After supper, Charlie dutifully cleared his plate and put it by the sink, then he disappeared to watch TV – tactfully, I thought. Caroline moved to the sink to do the dishes, which I placed in the dishwasher or dried.
‘So,’ she said as she washed, ‘what was it that was so important?’
‘I think Danziger was reopening the Trudell case.’
To my disappointment, Caroline did not seem impressed. She did not even look up from the dishes. ‘Why? Because he had the file? I have files that are older than Charlie. It doesn’t mean anything, except maybe that it’s a case you don’t want to let go.’
‘Exactly Maybe Danziger couldn’t let it go.’
‘Too late. That case was dismissed – what, ten years ago?’
‘About. But jeopardy never attached. The judge threw the case out before it got to trial. So there was no legal reason why Danziger couldn’t reopen it.’

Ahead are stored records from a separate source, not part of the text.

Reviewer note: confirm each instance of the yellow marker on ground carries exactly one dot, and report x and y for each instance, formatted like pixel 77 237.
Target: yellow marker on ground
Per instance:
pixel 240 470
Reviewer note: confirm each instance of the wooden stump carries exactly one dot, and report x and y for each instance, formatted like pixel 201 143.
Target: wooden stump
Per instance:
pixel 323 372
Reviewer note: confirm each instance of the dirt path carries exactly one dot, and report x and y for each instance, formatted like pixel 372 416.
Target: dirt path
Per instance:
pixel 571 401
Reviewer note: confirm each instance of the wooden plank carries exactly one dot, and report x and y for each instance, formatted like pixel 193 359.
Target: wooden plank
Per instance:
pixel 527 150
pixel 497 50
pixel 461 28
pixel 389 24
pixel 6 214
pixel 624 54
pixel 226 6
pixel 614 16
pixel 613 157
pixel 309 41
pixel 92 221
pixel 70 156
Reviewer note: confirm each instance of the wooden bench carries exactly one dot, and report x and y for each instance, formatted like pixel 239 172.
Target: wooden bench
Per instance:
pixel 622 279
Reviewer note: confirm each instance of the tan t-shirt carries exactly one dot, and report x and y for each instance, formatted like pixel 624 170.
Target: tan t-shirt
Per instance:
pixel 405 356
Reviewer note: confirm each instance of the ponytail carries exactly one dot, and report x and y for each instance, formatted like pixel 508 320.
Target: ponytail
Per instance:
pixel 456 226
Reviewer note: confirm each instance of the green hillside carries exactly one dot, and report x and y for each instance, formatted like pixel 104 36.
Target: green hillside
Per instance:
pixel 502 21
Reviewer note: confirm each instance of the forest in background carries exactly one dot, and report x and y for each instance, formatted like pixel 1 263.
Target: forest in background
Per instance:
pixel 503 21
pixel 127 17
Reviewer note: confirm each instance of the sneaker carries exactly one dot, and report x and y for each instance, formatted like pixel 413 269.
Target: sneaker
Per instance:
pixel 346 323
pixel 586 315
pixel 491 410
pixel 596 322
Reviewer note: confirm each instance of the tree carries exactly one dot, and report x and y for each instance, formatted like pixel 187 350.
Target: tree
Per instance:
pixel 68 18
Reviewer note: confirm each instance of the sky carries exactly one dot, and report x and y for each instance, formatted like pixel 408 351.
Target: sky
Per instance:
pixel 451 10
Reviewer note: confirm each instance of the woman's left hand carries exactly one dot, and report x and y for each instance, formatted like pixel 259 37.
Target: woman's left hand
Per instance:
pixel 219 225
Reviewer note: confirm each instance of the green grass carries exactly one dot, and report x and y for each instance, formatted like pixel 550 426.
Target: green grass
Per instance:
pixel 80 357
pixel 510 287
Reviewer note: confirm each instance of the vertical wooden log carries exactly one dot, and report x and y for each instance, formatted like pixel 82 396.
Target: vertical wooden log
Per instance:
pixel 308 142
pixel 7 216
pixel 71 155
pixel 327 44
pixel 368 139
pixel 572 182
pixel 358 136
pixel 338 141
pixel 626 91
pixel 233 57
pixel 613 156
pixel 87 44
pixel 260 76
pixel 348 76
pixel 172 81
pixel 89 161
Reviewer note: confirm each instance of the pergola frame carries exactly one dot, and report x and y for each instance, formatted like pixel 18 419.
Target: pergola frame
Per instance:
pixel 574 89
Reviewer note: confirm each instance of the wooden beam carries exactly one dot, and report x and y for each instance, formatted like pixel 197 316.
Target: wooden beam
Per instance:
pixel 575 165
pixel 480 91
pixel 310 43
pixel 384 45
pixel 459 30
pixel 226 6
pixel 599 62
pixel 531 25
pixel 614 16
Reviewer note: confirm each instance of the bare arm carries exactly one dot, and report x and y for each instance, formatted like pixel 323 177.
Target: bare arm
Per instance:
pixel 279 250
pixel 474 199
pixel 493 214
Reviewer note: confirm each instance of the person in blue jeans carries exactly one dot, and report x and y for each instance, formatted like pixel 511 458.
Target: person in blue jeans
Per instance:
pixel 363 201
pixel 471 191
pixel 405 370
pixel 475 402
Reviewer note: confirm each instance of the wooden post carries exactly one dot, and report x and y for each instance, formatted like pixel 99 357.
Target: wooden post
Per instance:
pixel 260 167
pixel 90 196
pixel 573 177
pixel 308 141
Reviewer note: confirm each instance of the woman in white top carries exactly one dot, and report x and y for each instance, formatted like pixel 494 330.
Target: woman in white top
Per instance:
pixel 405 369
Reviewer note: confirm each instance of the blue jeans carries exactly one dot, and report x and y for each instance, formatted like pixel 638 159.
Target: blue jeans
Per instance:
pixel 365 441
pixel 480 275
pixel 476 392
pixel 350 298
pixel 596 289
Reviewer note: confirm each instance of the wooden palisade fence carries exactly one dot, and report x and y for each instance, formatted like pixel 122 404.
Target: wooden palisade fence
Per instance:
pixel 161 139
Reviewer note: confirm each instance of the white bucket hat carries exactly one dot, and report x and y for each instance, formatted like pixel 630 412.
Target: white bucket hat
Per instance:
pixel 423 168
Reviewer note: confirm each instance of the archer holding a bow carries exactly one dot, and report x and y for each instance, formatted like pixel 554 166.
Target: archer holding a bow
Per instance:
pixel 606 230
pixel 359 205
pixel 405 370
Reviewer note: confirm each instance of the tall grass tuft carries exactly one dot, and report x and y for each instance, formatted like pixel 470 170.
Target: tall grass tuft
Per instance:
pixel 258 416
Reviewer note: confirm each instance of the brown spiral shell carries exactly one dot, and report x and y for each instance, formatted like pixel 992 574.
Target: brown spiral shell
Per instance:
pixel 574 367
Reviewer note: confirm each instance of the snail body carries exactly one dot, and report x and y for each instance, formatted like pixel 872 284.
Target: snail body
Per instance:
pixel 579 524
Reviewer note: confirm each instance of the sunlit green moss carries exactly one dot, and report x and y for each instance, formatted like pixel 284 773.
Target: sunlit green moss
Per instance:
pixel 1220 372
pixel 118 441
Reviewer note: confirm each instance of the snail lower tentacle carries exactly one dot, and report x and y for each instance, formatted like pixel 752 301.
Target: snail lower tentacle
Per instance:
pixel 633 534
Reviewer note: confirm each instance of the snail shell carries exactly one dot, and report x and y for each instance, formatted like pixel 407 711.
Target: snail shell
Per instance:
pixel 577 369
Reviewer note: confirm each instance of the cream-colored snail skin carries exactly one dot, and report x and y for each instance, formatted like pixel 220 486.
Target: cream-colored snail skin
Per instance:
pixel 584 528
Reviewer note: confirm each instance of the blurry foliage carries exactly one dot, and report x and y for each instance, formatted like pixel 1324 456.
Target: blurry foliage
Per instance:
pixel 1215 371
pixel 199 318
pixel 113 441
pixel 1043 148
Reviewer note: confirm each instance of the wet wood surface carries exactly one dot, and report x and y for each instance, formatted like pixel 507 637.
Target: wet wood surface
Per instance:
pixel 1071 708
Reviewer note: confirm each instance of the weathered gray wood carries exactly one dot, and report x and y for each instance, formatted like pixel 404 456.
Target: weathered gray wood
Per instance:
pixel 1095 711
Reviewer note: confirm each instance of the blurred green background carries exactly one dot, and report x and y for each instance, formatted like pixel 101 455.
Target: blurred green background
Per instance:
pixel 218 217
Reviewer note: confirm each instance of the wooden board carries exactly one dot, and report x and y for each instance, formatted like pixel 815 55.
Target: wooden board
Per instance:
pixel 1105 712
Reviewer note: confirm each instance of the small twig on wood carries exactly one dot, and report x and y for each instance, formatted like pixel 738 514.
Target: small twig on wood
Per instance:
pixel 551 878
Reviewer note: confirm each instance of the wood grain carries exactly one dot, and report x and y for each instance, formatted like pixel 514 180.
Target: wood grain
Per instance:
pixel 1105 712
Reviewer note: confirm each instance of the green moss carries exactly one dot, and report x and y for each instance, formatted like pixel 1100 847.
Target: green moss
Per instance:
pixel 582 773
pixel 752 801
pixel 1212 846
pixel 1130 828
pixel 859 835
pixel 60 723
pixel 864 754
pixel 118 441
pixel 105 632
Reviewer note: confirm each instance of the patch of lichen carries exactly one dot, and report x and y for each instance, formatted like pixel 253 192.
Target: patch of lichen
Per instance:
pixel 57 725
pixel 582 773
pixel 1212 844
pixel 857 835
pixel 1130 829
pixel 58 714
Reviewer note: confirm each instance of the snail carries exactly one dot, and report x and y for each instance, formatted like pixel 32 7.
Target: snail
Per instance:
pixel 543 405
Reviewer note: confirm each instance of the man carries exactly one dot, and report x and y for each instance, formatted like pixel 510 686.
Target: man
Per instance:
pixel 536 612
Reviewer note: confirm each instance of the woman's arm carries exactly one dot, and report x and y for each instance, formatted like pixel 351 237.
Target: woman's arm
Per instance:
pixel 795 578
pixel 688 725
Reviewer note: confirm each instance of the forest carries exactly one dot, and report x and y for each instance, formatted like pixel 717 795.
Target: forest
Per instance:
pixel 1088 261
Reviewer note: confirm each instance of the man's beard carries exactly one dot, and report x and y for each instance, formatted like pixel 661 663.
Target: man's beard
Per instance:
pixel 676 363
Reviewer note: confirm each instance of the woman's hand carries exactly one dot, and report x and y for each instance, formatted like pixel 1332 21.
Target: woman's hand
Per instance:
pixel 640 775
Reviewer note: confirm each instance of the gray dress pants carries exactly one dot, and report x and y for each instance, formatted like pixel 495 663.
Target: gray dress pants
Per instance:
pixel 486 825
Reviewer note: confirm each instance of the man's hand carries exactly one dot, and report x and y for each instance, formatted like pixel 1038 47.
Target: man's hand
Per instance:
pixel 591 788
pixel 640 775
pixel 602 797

‘My, my, “jeopardy never attached.”’
‘Isn’t that how you say it?’
‘That’s how you say it. Have you been moonlighting as a lawyer?’
‘No, but we can read up in Maine, you know.’
‘Whole books?’
‘Shoor, if they ain’t too long.’
She smiled carefully and handed me the baking dish to dry.
‘I’m right, aren’t I? Jeopardy never attached.’
‘Yes. But even if you’re right, even if Danziger did want to reopen the Trudell case, there’s still no evidence. There’s no proof that Braxton shot Trudell. None. All the evidence got thrown out along with the warrant. Some cop made up an informant, wasn’t that it? What was his name, Ragu?’
‘Raul.’
‘Raul. So why would Danziger reopen the case?’
‘I don’t know. Maybe he’d found some new evidence.’
‘Doubtful. Look, Ben, cases go wrong all the time. Guilty guys walk. It happens, it’s part of the system. Bob Danziger knew that.’
‘Yeah, but this was different. Trudell was his friend. You can see it in that photo. Artie Trudell wasn’t just another victim to Danziger.’
‘There’s still no evidence. It’s an unprovable case.’
‘What if Danziger didn’t think so? What if he thought the case could be saved?’
‘How?’
‘I don’t know. What if Danziger thought Raul was real? If he could prove that Raul really did exist – that Vega hadn’t lied on the search warrant – then the warrant would be good and all the evidence would come back in. Braxton would finally get nailed for killing Trudell.’
‘Ben, if there really was a Raul, the cops would have produced him in the first place. They wouldn’t have let a cop killer walk just to protect an informant.’
‘Julio Vega said he looked for Raul but he couldn’t find him because Raul took off.’
‘Yeah, well, Julio Vega is a liar.’
‘Maybe Danziger didn’t think so.’
‘Maybe, but with these cases the simplest explanation is usually the right one.’
I grunted. ‘Ockham’s razor.’
She looked at me as if I’d belched.
‘It’s the rule in logic that the simplest explanation is the right one.’
She turned off the water and stared.
‘What? Hey, this isn’t a golden retriever you’re talking to. I told you, we read books in Versailles. I was even going to be a professor once.’
‘Yeah? In what?’
‘History.’
‘So what happened?’
‘My mother got sick.’
‘Sorry. Is she okay?’
‘No. She passed away. It’s a long story.’
‘I’m sorry’
‘No, really, it’s okay. She died the right way, if that’s possible.’
‘Alright. If you say so.’ She laid a wet, sympathetic hand on my arm. ‘Well, in any event, you’re not a history professor now; there’s no sense in digging up a ten-year-old case.’